ここ数年、東京に行く度に寄らせていただく家があります。

サチコさんとご主人のテージさんが住んでいる、浅草の『テジ家』と呼ばれているお宅。

最初にサチコさんと出会ったのは5年前の個展。ちょうどMonohanakoで独立して駆け出している頃でした。サチコさんが器を見る眼、取る手で瞬間にこの人は料理をする人だ!と直感しました。その翌日、また来てくれて、器の使い勝手が良い、と褒めてくれたのもうれしかったのですが、それよりも、是非うちに食事に来て欲しいとご招待を受けたのがなによりもうれしかった。日本では人の家に食事に呼ばれることがずっとなかったのでちょっぴり寂しさを感じていました。
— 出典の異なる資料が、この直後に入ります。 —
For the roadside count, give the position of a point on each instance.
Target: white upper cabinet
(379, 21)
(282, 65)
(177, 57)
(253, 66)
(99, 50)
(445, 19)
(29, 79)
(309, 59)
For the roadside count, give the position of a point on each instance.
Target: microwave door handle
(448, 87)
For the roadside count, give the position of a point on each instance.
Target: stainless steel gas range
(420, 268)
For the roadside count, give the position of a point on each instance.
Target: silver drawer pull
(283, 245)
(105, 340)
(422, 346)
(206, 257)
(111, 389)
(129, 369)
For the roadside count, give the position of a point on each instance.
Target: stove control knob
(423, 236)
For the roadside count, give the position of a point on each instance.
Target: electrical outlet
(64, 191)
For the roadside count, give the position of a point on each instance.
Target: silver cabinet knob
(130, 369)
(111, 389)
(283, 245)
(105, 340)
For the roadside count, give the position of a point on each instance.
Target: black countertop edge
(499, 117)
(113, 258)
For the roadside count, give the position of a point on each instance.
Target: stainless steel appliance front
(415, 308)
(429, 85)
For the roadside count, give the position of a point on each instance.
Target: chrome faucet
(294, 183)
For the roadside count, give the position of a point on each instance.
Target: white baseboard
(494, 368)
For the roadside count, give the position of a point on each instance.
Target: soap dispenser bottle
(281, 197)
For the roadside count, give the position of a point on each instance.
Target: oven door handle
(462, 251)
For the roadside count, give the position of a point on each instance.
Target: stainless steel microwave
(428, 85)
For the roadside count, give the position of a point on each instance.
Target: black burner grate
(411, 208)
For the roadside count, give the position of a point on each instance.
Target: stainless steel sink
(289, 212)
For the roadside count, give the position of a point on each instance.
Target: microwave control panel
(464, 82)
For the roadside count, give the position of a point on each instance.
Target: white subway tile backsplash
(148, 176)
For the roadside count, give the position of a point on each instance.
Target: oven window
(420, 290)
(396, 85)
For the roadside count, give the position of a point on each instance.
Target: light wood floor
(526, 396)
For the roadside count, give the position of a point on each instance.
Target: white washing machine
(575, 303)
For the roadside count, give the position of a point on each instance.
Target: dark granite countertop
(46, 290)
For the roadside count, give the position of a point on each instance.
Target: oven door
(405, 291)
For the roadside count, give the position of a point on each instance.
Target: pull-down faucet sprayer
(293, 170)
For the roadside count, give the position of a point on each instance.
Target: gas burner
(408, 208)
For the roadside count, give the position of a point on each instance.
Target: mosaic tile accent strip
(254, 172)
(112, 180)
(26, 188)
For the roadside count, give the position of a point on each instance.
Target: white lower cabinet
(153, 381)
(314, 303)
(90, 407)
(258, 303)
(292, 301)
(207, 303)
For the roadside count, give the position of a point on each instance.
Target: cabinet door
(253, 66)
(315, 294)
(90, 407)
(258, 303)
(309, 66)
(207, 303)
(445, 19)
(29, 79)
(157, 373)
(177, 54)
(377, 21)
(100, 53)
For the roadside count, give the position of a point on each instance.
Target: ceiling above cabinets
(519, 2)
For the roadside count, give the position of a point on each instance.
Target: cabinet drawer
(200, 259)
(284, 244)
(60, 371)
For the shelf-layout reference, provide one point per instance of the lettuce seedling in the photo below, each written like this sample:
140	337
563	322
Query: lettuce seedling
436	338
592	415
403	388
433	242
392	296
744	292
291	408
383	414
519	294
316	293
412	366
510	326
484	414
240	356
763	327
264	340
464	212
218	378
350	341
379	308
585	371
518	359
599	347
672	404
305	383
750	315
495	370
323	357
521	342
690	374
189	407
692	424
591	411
『うちでよかったら、もし時間があれば一緒に食事をしませんか?狭いうちですけど。』

なんて気軽に、オープンに自分の家に招待してくれたのが心に響きました。

料理は人を表すと言うけれど、サチコさんの料理は優しい。食べると優しい気持ちになれる。けれど、しっかりホネのある味。シンプルだけど、奥深い味。五感を研ぎ澄ませた料理。味覚のツボがドンピシャでフィットする人っていそうでなかなかいません。一晩を共に過ごしただけで、胃袋で深くつながってしまう仲になってしまいました。以来、スッカリ餌付けされてしまったネコのように、東京へ行く度に『テジメシ』のお世話になっています。
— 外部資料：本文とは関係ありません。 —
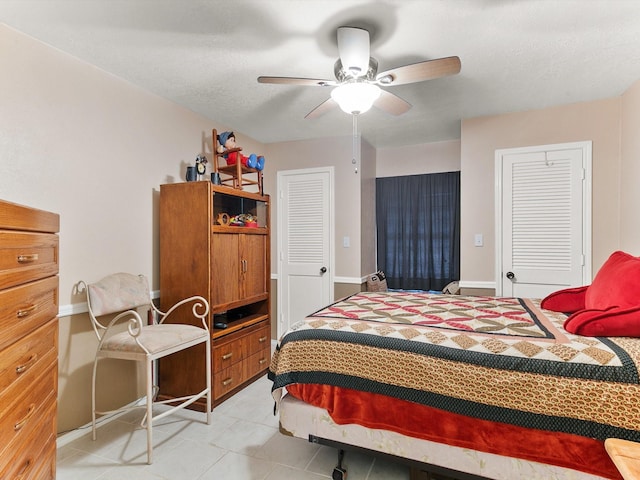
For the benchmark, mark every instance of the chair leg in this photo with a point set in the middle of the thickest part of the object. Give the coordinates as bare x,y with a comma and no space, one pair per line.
208,383
93,399
149,365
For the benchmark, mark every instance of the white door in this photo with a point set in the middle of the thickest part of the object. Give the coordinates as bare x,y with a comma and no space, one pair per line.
545,212
305,246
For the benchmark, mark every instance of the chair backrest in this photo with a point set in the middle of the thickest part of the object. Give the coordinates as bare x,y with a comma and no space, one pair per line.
116,293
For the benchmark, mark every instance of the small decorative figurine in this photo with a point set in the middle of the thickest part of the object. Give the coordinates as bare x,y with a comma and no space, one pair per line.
201,164
226,142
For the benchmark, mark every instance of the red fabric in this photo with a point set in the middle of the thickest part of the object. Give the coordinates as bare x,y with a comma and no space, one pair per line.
609,307
568,300
613,322
617,283
381,412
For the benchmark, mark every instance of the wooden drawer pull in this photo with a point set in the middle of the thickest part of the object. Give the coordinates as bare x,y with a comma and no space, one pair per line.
27,258
25,469
25,366
23,422
23,312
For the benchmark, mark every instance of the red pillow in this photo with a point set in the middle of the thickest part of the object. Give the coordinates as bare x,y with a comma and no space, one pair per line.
617,283
569,300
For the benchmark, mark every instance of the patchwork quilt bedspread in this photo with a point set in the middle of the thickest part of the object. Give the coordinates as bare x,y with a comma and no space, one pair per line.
498,359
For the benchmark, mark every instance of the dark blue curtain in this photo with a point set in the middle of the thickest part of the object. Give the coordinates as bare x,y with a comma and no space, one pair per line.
418,230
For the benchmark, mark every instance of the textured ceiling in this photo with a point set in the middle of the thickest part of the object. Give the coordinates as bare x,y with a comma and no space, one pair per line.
206,55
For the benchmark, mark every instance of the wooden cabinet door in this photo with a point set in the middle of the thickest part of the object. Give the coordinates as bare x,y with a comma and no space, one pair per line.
254,273
225,269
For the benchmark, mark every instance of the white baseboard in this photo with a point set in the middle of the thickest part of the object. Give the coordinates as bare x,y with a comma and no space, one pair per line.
477,284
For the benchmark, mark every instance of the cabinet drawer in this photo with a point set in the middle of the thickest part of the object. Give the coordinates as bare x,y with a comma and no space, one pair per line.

テジ家にも唐津へお越しいただき、そのお返しをするつもりが、サチコさんとテージさんにも台所に立ってもらい、みんなでわいわい食事をしながらバッカスのように陽気な夜を一度となく過ごしました。

とまあ、こんな感じで胃袋でつながった絆は太るばかり。

さてさて、プロダクトデザインの業界で長年活躍されている手島啓介さんが、今回Studio Tejimaを立ち上げられると共にサチコさんとのパートナーシップでGallery Teをオープンされました。その第一回目の展示会を私がやらせていただくことになりました。『デザイン』という視点からモノ作りをされるテージさんとの意見交換は興味深く、是非コラボをやってみたいとおもいました。

今回、蓋:Studio Tejima、胴体:monohanakoの茶壷が登場します。

一方、今回の器のコレクションは手島夫妻のご意見を参考にしながら、『ベーシックな器』に焦点をしぼりました。なぜ、この器、この形状が料理が映えやすいのか、盛りやすいのか、使い易いか、という使い手の視点から客観的に作品を見つめなおす良い機会となりました。Studio Tejimaとの新しい試みと、新たに原点を振り返ったmonohanakoをご高覧いただけると光栄です。